Allegro molto para soprano

Carlos López
Carlos López HAY GENTE PA TÓ

OPINIÓN

canicoba

30 sep 2019 . Actualizado a las 05:00 h.

Testimoniando la legendaria tesitura de su voz, durante aquella representación de La Traviata la soprano Ludmila Morlenka emitió una nota tan alta en la escena del brindis que no solo rompió las copas de todo el elenco, sino también los cristales de las gafas de músicos y asistentes, las lámparas de cristal que colgaban del techo y la piedra del anillo de la baronesa D’Aulemont (ahí fue cuando sus vecinas de palco descubrieron que la dama les había mentido afirmando que se trataba de un diamante). Los presentes prorrumpieron en entusiasta aplauso, que mutó en cerrada ovación cuando se quebraron los vidrios de las ventanas permitiendo la entrada de un vivificante, fresco airecico justo el día en que había sufrido una avería el aire acondicionado. Esta cualidad vocal le reportaba, no obstante, ciertos perjuicios, como la ocasión en que las autoridades madrileñas decidieron cancelar su actuación en el Palacio de Cristal del Retiro o la orden de alejamiento que solicitó el actor y productor estadounidense Billy Crystal temiendo por su integridad física, resolviendo la jueza que Ludmila se abstuviese de entonar sus arias y romanzas a menos de dos millas del señor Crystal. Todo ello por no hablar de las continuas advertencias llegadas del oftalmólogo que le gestionaba los asuntos oculares, quien mostraba seria preocupación por los cristalinos de la Morlenka.

Como detalle curioso, reseñar que a Ludmila no siempre se la calificó de soprano. Hubo un breve período en el que fue mezzosoprano (medio soprano), el que siguió a su experiencia con el mago Edvinio Soliatán prestándose a ser serrada por la mitad en uno de sus números estrella.

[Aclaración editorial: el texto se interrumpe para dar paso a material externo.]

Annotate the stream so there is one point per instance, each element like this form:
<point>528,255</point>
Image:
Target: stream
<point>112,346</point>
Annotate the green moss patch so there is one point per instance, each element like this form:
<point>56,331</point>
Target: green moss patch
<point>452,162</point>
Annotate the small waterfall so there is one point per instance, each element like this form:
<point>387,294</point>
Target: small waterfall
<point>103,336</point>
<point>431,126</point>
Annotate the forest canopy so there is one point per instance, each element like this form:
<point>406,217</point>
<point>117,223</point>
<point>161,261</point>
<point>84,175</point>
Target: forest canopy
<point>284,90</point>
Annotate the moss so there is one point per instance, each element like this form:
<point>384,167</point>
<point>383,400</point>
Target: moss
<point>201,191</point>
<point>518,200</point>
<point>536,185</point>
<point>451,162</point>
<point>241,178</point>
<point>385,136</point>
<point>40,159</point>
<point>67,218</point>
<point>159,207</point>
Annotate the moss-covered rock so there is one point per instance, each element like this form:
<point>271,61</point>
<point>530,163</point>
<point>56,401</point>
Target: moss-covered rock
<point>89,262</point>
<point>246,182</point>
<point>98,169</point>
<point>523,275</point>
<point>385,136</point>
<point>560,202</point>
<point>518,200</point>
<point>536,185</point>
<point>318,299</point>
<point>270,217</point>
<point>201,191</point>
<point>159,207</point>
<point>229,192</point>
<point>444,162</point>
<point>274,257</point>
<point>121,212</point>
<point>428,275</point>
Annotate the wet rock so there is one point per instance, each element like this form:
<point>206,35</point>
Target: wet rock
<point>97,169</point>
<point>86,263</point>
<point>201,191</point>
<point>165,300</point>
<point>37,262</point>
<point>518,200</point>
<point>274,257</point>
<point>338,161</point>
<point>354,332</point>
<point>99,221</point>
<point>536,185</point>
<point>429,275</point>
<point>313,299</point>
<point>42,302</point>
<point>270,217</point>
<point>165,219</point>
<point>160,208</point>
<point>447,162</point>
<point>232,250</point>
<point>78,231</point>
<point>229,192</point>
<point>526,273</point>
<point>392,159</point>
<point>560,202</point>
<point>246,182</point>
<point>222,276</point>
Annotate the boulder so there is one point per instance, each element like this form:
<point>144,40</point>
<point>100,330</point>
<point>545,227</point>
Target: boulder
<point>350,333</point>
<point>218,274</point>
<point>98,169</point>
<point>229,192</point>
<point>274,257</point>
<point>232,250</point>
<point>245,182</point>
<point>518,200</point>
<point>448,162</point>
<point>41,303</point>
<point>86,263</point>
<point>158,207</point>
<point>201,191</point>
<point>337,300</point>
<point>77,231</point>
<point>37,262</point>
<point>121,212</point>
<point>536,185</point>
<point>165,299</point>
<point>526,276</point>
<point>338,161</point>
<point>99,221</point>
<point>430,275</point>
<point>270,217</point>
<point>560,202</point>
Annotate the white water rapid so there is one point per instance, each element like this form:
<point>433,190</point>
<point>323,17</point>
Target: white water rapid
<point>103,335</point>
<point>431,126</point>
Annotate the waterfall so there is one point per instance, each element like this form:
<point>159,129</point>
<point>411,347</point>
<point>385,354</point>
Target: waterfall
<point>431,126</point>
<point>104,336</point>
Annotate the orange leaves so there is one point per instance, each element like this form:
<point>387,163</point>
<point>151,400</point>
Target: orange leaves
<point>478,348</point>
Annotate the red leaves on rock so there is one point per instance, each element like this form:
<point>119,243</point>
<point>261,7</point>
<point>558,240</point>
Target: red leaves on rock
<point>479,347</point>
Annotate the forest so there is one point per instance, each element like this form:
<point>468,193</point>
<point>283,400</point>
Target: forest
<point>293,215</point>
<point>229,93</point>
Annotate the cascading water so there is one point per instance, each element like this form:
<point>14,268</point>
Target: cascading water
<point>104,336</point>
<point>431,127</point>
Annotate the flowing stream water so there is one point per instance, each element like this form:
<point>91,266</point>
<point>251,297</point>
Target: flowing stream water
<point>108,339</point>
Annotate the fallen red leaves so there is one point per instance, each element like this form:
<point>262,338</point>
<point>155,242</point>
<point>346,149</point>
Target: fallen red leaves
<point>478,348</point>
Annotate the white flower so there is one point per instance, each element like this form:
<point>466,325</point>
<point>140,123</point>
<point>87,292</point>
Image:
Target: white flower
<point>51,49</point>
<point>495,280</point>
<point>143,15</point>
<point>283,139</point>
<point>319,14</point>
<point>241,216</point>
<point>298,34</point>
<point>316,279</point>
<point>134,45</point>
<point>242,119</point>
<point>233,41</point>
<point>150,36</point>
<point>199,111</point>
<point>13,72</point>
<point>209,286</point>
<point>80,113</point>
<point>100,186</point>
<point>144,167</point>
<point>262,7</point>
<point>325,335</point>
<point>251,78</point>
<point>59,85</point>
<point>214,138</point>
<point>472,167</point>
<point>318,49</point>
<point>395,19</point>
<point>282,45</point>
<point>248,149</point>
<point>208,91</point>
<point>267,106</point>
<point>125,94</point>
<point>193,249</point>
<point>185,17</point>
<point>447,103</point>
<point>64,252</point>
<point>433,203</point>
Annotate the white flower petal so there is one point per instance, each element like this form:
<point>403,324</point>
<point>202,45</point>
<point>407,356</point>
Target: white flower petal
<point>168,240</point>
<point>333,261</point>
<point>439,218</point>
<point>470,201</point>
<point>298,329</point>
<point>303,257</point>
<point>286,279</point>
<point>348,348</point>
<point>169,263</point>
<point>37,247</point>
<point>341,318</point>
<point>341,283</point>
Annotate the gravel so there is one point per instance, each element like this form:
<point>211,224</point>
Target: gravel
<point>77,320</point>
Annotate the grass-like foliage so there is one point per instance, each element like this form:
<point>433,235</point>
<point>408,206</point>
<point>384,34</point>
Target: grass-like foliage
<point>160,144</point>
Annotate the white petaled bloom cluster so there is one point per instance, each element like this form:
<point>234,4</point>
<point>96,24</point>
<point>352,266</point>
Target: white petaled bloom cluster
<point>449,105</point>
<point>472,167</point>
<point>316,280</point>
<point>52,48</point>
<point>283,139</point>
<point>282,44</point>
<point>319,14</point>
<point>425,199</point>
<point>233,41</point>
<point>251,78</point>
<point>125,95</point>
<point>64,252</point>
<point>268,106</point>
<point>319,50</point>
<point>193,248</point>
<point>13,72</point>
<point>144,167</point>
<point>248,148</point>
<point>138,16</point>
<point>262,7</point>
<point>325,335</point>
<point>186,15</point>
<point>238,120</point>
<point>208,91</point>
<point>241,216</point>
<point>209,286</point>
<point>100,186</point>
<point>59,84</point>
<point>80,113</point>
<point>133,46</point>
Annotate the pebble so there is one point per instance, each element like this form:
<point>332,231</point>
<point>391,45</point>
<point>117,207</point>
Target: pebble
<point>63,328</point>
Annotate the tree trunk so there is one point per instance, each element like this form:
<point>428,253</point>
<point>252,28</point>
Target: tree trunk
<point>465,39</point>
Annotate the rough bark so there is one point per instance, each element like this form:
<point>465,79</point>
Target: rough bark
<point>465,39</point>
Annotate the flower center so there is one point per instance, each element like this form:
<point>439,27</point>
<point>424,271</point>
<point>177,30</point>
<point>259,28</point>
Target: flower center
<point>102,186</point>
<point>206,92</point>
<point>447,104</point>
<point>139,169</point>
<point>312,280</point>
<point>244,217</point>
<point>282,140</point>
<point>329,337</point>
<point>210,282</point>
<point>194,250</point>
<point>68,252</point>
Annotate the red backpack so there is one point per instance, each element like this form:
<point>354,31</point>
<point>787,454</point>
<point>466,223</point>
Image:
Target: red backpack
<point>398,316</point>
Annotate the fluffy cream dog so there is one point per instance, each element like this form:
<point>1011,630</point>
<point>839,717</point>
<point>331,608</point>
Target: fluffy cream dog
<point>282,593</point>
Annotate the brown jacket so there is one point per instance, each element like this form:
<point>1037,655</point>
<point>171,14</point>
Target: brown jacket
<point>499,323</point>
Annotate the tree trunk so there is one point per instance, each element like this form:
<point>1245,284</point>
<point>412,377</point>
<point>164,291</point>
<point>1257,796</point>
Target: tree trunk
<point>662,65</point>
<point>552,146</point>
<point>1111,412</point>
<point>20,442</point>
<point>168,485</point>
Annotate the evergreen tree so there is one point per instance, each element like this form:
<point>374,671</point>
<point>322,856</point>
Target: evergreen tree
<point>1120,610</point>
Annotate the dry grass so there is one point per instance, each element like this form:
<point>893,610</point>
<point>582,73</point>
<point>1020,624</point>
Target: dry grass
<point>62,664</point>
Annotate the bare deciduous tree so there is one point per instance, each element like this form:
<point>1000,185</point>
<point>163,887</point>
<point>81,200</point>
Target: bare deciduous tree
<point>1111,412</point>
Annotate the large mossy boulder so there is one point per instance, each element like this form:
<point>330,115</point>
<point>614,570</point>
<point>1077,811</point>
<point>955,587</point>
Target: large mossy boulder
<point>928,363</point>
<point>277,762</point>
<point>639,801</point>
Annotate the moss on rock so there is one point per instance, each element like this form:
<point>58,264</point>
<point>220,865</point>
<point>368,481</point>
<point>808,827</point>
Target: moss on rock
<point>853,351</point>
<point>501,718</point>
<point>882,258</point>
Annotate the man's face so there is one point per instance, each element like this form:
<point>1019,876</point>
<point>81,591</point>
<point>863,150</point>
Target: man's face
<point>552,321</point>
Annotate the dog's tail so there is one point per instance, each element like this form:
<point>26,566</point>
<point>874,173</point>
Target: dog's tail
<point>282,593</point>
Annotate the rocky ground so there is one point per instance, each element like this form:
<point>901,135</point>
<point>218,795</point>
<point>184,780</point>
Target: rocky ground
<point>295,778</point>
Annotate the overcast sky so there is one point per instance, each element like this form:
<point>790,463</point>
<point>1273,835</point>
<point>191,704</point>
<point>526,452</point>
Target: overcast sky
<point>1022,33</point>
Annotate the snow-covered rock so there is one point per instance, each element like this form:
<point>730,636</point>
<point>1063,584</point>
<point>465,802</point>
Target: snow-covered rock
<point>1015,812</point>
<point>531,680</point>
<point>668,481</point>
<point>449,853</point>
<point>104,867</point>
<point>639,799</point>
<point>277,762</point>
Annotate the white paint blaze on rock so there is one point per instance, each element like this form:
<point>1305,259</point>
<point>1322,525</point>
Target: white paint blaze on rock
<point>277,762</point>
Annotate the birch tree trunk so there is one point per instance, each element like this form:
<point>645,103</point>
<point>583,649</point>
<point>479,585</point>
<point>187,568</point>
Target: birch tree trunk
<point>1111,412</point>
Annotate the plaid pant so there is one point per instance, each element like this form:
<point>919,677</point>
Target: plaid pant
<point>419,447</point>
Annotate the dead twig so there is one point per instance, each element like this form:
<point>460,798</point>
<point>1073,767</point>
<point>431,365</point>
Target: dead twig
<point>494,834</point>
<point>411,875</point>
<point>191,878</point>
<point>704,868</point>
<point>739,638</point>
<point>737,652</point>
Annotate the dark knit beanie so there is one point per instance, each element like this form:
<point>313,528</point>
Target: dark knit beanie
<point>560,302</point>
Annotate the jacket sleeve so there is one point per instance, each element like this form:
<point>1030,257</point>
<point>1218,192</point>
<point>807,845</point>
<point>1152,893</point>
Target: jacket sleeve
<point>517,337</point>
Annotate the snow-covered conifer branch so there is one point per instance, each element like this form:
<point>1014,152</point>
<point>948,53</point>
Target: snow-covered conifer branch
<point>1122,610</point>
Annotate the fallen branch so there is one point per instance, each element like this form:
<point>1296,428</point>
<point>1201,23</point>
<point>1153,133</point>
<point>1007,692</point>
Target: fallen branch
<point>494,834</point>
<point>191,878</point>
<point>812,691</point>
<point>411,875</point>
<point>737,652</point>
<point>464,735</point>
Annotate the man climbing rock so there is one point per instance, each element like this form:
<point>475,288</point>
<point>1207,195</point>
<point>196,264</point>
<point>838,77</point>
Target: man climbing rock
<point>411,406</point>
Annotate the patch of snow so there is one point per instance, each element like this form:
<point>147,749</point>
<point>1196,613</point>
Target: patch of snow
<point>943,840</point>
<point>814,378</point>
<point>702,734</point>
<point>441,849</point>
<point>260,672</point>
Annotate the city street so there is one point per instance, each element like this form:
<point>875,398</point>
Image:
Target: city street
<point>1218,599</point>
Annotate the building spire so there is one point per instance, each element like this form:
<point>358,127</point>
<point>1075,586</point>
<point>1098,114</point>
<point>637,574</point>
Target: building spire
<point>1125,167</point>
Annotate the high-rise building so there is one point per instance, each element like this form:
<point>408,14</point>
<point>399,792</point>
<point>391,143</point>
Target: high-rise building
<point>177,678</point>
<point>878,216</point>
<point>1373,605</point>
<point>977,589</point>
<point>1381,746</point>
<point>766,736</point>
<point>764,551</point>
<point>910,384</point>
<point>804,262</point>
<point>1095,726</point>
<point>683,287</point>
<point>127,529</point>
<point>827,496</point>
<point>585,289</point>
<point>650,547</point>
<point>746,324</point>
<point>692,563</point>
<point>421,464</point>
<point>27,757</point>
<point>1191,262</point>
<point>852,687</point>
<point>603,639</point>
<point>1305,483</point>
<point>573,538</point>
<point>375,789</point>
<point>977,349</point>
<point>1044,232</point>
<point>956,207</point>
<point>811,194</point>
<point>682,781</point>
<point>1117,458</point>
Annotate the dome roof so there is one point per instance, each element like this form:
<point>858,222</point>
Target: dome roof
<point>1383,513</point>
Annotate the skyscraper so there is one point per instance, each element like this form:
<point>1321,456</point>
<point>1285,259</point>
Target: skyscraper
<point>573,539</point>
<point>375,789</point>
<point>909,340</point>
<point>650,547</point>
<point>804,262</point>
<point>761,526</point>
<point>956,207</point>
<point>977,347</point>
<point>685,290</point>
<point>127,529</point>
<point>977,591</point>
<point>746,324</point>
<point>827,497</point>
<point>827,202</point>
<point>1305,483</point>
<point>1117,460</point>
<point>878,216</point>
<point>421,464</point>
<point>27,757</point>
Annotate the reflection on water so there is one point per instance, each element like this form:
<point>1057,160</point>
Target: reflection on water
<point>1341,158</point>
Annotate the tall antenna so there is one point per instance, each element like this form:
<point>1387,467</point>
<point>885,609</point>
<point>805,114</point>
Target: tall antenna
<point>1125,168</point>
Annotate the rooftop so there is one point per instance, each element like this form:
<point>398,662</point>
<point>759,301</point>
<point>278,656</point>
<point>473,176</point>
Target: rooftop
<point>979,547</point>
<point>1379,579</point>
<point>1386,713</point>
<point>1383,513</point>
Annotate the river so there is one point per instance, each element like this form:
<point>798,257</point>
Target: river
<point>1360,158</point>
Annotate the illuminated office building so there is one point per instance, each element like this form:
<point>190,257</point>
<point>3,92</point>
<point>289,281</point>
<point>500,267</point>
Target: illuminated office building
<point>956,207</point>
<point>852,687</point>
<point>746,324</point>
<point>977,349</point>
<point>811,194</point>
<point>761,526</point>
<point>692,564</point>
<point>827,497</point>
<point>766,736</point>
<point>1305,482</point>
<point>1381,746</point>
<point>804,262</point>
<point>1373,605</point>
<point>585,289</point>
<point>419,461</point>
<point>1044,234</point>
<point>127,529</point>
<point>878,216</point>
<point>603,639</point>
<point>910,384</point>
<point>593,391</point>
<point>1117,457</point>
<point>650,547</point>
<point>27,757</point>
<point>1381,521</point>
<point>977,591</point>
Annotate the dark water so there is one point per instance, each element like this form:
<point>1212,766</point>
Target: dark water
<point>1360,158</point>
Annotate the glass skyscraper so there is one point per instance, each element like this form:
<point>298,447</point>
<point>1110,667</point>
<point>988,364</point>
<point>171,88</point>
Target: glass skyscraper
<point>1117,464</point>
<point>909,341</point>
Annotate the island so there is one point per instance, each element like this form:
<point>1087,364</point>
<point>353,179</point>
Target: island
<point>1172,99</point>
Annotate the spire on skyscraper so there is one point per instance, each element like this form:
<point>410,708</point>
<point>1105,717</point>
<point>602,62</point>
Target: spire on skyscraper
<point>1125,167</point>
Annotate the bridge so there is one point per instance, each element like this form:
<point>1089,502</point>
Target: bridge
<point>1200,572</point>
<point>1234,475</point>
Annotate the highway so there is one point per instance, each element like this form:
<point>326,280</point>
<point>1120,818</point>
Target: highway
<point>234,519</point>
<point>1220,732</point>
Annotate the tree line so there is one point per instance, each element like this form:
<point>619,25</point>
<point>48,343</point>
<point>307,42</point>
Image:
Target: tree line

Durante el tiempo que duró la vivisección, de cintura para arriba Ludmila prosiguió dando conciertos e interpretando cimeros papeles operísticos, mientras que la parte de cintura para abajo trabajó como modelo de piernas para una reputada agencia internacional.

Dotada desde joven de un fino oído musical (especialmente el derecho), sus virtudes canoras alcanzaron el culmen con las pasmosas demostraciones como soprano de coloratura, en las que podían oírse los azules, los verdes, los malvas, los amarillos, y así hasta completar la pantonera. Su arte sin parangón le propició una cuantiosa fortuna, aunque recordamos dos momentos de su carrera en los que atravesó dificultades pecuniarias. El primero tuvo lugar cuando cantaba con tal potencia que se la escuchaba perfectamente desde fuera del teatro, con lo que el aficionado no tenía necesidad de adquirir entrada y los empresarios no recaudaban nada. El segundo, aquella vez en que decidió adoptar el aspecto del clásico arquetipo de diva del bel canto, esto es, meterse en arrobas. Llegó a lucir un volumen corpóreo de dimensiones bíblicas, y ocupaba todo el escenario, el patio de butacas y el anfiteatro, dejando al posible espectador sin sitio, con la consiguiente ruina.

Su vida fue pródiga en material para los tabloides amarillos del momento. Fustigaba impía a su marido, un barítono frustrado, al que en una ocasión llegó a espetarle que solo valía para cantar en la ducha. El consorte, raspando del fondo de la lata de su alma los últimos restos de orgullo, trazó un ademán senatorial y exclamó:

-¡Yo he cantado en las mejores duchas de Europa!